Política

Lifschitz fijó como prioridad la seguridad y el consenso político

“Necesitamos blindar la provincia al narcotráfico”, dijo el flamante gobernador de Santa Fe en uno de los tramos salientes de su discurso ante la Asamblea Legislativa.

Sábado 12 de Diciembre de 2015

Miguel Lifschitz juró ayer ante la Asamblea Legislativa y recibió al mediodía en la Casa Gris los atributos de mando (banda y bastón) de su antecesor convirtiéndose en el séptimo gobernador de la democracia recuperada y el tercer socialista consecutivo que administrará la provincia de Santa Fe. En su caso, hasta el 10 de diciembre de 2019. “Necesitamos blindar la provincia al narcotráfico”, dijo en uno de los tramos salientes de su discurso.

   El nuevo mandatario eligió la modestia para su debut aludiendo al exiguo margen de votos que lo ungiera ganador el pasado 14 de junio. “Fue la elección más reñida de la que se tenga memoria. Los santafesinos nos dejaron un claro mensaje que yo he interpretado cabalmente. Nadie es dueño de la verdad, nadie puede arrogarse la representación de la totalidad; por ello, la impronta del nuevo gobierno debe ser de diálogo, de puertas abiertas, de concertación y de construcción colectiva”, dijo no bien comenzó a hablar luego de que su vice, el radical Carlos Fascendini, le tomara el juramento de rigor.

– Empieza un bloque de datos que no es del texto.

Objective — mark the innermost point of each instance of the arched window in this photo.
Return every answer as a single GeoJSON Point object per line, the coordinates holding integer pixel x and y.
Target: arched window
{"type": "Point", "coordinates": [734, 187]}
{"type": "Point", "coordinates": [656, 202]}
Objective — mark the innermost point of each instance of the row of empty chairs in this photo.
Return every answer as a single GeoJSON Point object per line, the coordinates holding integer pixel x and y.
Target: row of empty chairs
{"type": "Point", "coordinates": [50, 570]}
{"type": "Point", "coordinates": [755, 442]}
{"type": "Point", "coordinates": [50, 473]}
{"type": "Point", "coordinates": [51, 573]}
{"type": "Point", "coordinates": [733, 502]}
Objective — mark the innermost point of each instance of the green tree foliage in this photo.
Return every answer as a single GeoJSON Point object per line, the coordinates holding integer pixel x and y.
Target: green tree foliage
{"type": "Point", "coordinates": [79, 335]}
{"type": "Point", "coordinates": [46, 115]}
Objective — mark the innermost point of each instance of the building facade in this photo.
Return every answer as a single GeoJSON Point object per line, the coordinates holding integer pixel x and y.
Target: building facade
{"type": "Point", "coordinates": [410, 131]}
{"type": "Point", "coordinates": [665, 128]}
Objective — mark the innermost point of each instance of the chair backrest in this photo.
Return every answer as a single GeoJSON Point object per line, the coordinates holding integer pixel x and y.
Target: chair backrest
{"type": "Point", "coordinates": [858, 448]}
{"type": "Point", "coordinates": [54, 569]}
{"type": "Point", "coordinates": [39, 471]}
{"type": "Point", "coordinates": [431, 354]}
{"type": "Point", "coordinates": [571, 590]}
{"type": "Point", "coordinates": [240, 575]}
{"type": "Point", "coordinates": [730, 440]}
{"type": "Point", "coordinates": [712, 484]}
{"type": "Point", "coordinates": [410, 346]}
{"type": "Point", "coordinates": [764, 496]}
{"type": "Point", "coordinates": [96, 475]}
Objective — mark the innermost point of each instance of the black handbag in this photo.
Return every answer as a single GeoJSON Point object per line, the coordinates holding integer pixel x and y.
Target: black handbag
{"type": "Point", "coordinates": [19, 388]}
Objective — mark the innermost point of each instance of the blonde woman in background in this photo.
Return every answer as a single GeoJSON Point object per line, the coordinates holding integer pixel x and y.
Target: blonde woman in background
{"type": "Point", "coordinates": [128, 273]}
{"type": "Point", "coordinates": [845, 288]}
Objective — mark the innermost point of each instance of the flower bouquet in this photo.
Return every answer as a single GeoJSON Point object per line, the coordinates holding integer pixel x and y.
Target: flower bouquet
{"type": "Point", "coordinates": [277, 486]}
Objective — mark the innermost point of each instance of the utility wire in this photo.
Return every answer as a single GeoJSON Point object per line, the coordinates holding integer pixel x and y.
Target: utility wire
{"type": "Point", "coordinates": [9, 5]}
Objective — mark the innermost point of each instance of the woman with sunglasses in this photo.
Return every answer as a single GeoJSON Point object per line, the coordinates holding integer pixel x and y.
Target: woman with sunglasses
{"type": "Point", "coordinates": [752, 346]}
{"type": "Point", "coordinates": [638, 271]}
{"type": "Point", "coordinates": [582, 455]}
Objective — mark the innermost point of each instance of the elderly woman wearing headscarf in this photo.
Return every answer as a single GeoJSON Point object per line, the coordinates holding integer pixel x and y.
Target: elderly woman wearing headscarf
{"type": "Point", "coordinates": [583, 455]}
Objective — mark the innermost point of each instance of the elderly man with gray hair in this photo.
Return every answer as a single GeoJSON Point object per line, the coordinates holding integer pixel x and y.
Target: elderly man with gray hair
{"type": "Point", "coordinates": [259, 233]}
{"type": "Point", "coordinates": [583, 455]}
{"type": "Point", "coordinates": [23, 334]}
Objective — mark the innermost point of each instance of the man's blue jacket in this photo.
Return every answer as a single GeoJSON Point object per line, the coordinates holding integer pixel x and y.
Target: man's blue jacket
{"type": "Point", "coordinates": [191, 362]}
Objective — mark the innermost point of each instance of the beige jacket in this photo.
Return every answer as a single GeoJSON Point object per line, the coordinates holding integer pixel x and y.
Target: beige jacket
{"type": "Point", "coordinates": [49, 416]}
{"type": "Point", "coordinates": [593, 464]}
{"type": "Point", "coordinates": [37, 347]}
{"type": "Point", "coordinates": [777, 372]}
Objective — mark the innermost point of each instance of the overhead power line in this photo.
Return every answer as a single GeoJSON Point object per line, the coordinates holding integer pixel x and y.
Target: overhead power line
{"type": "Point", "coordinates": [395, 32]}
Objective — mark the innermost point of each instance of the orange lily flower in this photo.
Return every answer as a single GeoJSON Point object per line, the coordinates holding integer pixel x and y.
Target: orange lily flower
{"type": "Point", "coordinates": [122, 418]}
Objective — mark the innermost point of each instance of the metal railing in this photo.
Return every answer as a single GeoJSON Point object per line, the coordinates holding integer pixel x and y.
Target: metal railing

   Eran las 10.30 cuando Lifschitz comenzó a hablar, sentado en el estrado del recinto de Diputados: “Vengo a encabezar un gobierno que será bien progresista, bien cívico y bien social”, apostrofó de entrada. En el transcurso de los 60 minutos que duró la lectura de su discurso que escribió de “puño y letra”, subrayó que llega “luego de cuatro décadas de militancia y compromiso político con las ideas de la libertad, la igualdad, la solidaridad y la justicia social; sosteniendo los principios republicanos y una visión progresista de la democracia y de la sociedad”.

Honor y patria. Lifschitz juró por “el honor y la patria” mientras que Fascendini lo hizo bajo la fórmula “por Dios, la patria y los santos evangelios”.

   En lo que hace a continuidad con las administraciones socialistas que lo precedieron no fue nada enfático. Prefirió el reconocimiento pretérito a “la gran gestión que hizo Antonio (Bonfatti), porque nos deja un gobierno en marcha y nos ha facilitado las cosas. Vamos a encontrar muchas obras que están ejecutándose y a las que seguramente yo les voy a poner el broche final y las voy a inaugurar, y cada vez que lo haga voy a recordar que hubo un gran gobernador, y antes hubo otro que inició este camino, como Hermes Binner, así que a ambos mi reconocimiento”.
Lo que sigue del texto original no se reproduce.